It should be noted that this only refers to normal weather variation. Certain regions are more suceptable to extreme weather events – such as tropical storms in the Gulf and blizzards in the north.

THE NATION – The US as a whole is more resilient that the states, bad weather in one area is usually compensated with good weather in another. Economic production can shift from one region to another. When examining the 70 years between 1931 and 2000, every year saw weather related losses – 1969 seeing the most and 1939 seeing the least. Overall there was a 3.36% variability in the national income due to normal weather changes.

When the authors applied this to the 2008 national GDP, the study indicated that routine weather events such as rain and cooler-than-average days can add up to an annual economic impact of as much as $485 billion. And that is before you add any additional costs from heat waves, tropical storms, droughts or extreme blizzards!

Turn up the air conditioning. Losing that much money is enough to make anyone break into a sweat!

News Notes

As Americans sweat through the latest heat wave, it may be comforting to read that the Earth’s temperatures have declined over the past decade. Yes – according to a study by Robert Kaufmann, of Boston University, that was presented at US Proceedings of the National Academy of Science – the Earth’s temperature declined between 1998 and 2008 even though the atmospheric concentration of carbon dioxide increased steadily.
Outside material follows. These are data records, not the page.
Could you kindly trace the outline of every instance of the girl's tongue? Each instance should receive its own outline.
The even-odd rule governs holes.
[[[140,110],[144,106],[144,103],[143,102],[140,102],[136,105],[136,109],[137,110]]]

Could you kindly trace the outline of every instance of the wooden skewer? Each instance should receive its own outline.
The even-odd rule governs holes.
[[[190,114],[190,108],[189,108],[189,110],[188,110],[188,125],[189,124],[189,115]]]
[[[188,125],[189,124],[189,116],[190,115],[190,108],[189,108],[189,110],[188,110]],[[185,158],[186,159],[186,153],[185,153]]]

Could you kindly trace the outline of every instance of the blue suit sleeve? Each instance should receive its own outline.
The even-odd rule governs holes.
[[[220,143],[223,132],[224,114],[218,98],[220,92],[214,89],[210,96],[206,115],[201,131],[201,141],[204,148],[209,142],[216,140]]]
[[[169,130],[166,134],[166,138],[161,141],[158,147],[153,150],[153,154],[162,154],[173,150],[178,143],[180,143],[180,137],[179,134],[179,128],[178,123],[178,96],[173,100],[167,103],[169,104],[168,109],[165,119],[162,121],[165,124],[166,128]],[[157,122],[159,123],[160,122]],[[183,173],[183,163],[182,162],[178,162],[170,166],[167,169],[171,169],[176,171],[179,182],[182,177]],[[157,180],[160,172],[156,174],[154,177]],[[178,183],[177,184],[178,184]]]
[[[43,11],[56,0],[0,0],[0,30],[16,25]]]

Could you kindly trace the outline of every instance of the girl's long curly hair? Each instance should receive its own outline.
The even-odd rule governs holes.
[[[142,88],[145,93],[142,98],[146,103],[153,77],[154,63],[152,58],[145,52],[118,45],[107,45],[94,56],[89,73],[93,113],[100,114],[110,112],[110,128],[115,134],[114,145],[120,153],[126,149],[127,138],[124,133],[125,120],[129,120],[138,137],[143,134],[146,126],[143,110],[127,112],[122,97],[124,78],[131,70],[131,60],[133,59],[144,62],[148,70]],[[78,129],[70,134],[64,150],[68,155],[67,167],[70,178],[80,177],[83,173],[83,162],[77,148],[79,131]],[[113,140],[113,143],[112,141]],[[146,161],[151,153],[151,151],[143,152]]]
This is hardly a surprise. There are several factors that explain this statistical picture.

  • The year 1998 had the largest El Niño, a warming event in the tropical Pacific, in 400 years. It was extraordinarily hot. If you start measuring on a different year, global temperatures didn’t drop.
  • The sun has been less active.
  • The Pacific has cooled and the ending year of the measurement is a cold La Niña in the Pacific.
  • Additionally the Pacific is trending towards a mostly negative and cool Pacific Decadal Oscillation.
  • As Kaufman pointed out in his paper, China doubled coal consumption between 2003 and 2007. This surge in the use of coal-fired power stations may have helped cool the climate by pumping sulfur into the atmosphere. There have been other times in the past when the cooling from coal burning seemed to mask overall global warming.

Climate change is never steady and man produces both warming carbon emissions and cooling sulfur emissions. Oceans oscillate, solar energy fluctuates and only the debate seems to resist the tides of change.